ベルギーのMadder氏は、フランと酸化剤の反応に注目。これを活用して、DNAやRNAを架橋して操る方法を開発しました*1。この技術はDNAナノテクノロジーやケミカルバイオロジーの分野で応用が期待されます。DNAナノテクノロジーとは、DNA自体の性質を活用して、生体内の遺伝現象とは独立に、役立つ高機能材料を作ろうという分野です。ケミカルバイオロジーとは、化学の方法論を活用して今まで分からなかった生命現象の仕組みを解き明かそうという分野です。
原著論文
"Sequence Specific DNA Cross-Linking Triggered by Visible Light."
de Beeck MO et al. J. Am. Chem. Soc. 2012 DOI: 10.1021/ja301901p
DNAやRNAのような核酸のなかまは、すべての生命に共通して見られる生体物質です。DNAを作る核酸塩基は、デオキシリボースにアデニン(A)・グアニン(G)・シトシン(C)・チミン(T)が結合しています。
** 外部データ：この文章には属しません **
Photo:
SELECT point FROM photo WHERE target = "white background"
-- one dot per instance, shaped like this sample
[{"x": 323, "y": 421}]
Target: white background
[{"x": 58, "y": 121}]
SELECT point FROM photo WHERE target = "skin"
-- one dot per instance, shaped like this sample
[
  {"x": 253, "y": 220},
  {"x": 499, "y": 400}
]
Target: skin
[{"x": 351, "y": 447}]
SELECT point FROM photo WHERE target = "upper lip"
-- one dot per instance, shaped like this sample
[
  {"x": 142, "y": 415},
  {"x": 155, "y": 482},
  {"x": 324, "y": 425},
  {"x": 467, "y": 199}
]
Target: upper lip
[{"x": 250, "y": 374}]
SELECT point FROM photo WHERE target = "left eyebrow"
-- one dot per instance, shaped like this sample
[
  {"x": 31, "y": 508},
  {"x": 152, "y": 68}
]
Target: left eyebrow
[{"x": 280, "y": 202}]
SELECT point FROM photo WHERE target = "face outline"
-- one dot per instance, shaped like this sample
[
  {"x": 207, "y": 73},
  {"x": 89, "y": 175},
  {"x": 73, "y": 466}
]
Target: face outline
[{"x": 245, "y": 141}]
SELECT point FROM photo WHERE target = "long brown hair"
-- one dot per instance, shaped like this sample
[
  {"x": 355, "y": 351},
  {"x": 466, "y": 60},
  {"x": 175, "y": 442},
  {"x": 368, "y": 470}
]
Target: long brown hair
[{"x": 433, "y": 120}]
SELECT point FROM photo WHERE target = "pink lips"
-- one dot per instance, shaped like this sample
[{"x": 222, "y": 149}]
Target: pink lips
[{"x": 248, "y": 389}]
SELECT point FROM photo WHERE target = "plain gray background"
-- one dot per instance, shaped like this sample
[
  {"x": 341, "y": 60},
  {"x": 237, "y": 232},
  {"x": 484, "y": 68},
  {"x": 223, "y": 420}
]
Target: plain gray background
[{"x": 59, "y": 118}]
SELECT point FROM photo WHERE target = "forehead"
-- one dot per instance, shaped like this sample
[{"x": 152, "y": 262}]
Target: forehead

RNAを作る核酸塩基は、リボースにアデニン(A)・グアニン(G)・シトシン(C)・ウラシル(U)が結合しています。なお、DNAはRNAより安定のため、取り扱いやすいことが特徴です。
まずフラン誘導体化核酸塩基を取り込ませたDNAを化学合成しました。例えば、チミンの位置をフラン誘導体化ウラシルにします。次に、化学合成したDNAを混合し二本鎖を形成させました。チミンとは、アデニンが塩基対を作ります。酸化反応を助けるメチレンブルーを加えて赤い可視光を照射すると、フランが化学変化し、向かいのアデニンと反応しました。そして、狙いどおりにDNA二本鎖が共有結合で架橋されました。もう外れません。光架橋形成のときフランを活性化するために使う赤色光は、エネルギーが小さく、紫外光と異なり、DNAが変性しにくいという点もポイントです。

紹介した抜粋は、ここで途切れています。